Imprese confiscate per mafia Un titolare su cinque è donna Il fenomeno delle prestanome
Oltre 350 mila le imprese a rischio. Infiltrazioni in servizi e comunicazione
Sono oltre 355mila le imprese lombarde che presentano almeno un indicatore di rischio per infiltrazioni criminali. Tradotto: dalla presenza femminile in ruoli apicali alle percentuali azionarie al di sotto delle soglie di identificazione fino alle sedi legali ricorrenti. La liste delle possibile «spie» è di 30 voci. E, va precisato, un solo elemento non equivale a una penetrazione criminale. È la congiuntura che allarma. Nel caso in cui si considerino quindi un minimo di due fattori «pericolosi», il numero di aziende scende a quasi 60 mila. Il 6% del totale, contro un 65% che non compare in nessuna delle voci rischiose.
È questo lo spaccato che emerge dalla ricerca promossa da Polis lombardia, dalla Commissione regionale antimafia e da Transcrime dell’Università Cattolica. Lo studio sarà presentato oggi nel corso della seduta per il 32esimo anniversario della strage di Capaci.
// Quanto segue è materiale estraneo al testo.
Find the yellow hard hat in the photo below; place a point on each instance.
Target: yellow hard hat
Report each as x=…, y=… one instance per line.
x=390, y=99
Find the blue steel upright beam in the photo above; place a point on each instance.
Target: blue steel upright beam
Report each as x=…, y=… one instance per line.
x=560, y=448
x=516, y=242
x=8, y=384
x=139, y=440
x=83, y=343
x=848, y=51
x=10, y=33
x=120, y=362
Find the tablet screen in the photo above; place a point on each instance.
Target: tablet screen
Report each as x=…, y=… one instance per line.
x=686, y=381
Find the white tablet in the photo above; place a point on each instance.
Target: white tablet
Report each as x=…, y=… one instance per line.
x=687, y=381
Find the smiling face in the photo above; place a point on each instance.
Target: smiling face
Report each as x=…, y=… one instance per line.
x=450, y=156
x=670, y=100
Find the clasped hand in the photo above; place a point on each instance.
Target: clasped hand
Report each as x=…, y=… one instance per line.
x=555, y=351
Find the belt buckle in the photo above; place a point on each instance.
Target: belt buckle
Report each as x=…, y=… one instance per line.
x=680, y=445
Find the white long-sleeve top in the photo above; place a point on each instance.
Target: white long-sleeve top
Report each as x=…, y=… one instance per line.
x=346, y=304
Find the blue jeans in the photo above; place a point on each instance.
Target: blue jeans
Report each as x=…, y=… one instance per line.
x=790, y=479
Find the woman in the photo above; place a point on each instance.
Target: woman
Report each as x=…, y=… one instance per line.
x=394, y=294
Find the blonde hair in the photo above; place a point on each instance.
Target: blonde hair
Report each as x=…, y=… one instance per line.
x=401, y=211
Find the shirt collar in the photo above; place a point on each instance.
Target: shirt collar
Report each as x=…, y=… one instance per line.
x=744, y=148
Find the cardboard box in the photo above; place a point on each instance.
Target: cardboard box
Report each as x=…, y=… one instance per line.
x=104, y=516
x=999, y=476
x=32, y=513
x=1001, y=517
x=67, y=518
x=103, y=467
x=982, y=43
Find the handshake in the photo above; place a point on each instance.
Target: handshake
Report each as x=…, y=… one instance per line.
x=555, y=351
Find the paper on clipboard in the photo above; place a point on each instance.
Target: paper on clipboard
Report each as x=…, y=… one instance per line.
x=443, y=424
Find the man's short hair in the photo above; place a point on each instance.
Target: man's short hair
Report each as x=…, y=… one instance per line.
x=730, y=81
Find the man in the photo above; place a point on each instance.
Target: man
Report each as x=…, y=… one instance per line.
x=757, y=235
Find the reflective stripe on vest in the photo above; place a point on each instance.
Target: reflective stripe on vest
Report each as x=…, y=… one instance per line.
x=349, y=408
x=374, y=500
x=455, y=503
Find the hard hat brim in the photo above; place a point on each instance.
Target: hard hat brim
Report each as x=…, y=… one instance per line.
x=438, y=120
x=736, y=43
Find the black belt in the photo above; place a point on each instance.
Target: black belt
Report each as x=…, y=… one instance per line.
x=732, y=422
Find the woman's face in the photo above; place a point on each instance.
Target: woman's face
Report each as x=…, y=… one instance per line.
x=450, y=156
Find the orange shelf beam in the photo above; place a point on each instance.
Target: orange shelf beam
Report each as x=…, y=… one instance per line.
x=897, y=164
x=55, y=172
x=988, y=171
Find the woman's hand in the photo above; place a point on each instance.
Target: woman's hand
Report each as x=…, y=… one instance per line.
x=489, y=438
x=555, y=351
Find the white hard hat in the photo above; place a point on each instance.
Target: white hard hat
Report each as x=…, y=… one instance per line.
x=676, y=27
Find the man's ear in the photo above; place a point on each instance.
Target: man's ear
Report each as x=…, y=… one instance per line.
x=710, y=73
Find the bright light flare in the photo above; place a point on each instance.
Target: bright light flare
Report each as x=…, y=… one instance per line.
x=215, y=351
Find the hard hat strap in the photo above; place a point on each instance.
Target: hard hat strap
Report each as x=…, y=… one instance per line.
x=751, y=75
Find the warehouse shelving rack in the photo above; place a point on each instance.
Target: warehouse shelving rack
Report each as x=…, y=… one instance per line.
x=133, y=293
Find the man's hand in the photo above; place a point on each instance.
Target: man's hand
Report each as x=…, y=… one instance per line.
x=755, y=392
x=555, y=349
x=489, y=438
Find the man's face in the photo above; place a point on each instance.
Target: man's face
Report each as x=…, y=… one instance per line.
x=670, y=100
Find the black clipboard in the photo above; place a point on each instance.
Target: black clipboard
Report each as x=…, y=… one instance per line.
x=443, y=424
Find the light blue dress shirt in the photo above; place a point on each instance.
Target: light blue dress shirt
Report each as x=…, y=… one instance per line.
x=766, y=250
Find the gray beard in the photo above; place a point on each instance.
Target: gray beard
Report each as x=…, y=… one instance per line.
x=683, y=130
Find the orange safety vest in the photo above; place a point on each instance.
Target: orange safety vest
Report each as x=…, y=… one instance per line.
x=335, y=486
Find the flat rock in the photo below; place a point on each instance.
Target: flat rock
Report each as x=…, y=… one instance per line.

I settori in cui si concentrano le società lombarde con anomalie sono quelli di forniture di energia e gas, quelli scientifici, tecnici e legati alla comunicazione. Tra le province con aziende a rischio sotto almeno tre voci, spicca Milano (l’1% sul totale provinciale), seguita da Brescia e Como. Tra le altre «spie», oltre alla presenza femminile, i legami societari opachi che non permettono di risalire al titolare effettivo, i cambi di ragione sociale e di Cda, la ricorrenza nei vertici di persone già presenti in imprese fallite o non più attive e tutti quegli indicatori riconducibili alle cosiddette società cartiere.
La ricchezza attrae. Con oltre 840 mila imprese attive (poco meno del 20% di quelle italiane), la Lombardia produce un quarto del Pil nazionale. La criminalità organizzata così si adegua, se si considera che nell’ultimo decennio in regione c’è stato un solo omicidio di stampo mafioso. Le attività arrivate a confisca definitiva sono 248, pari all’8,4% delle confische nel Paese. «La criminalità preda le nostre imprese, spesso sprovviste degli anticorpi — commenta la presidente della Commissione antimafia Paola Pollini —. Questo studio offre un sistema di analisi quasi predittivo».
La conferma arriva dall’applicazione dei fattori di rischio a un campione di imprese colpite da interdittive della Prefettura dal 2018 all’anno scorso. È da questo incrocio che è emerso come un’azienda su cinque (il 20%) tra quelle «adocchiate» dal prefetto si distinguano per una presenza femminile nei ruoli apicali. Un elemento che permette di osservare la tendenza a collocare prestanome a capo di attività, magari parenti e talvolta donne. Che, nel mondo criminale — nonostante un panorama in evoluzione negli ultimi decenni — occupano posizioni gregarie o da «ambasciatrici».
Tra gli indicatori che lo studio sintetizza, una componente significativa la occupano anche le imprese con anomalie nelle carriere imprenditoriali dei propri leader, con precedenti esperienze in imprese fallite o non più attive. In questo caso, i riscontri sono sempre del 20%. Stessa percentuale per aziende legati a reticoli imprenditoriali sospetti. «Da sondare» il restante 40% delle aziende colpite da interdittive che non rispondono alle spie ipotizzate dallo studio. Un residuo che dimostra la complessa capacità di mimesi delle infiltrazioni che potrebbero agire in maniera diversa. Quindi da scoprire.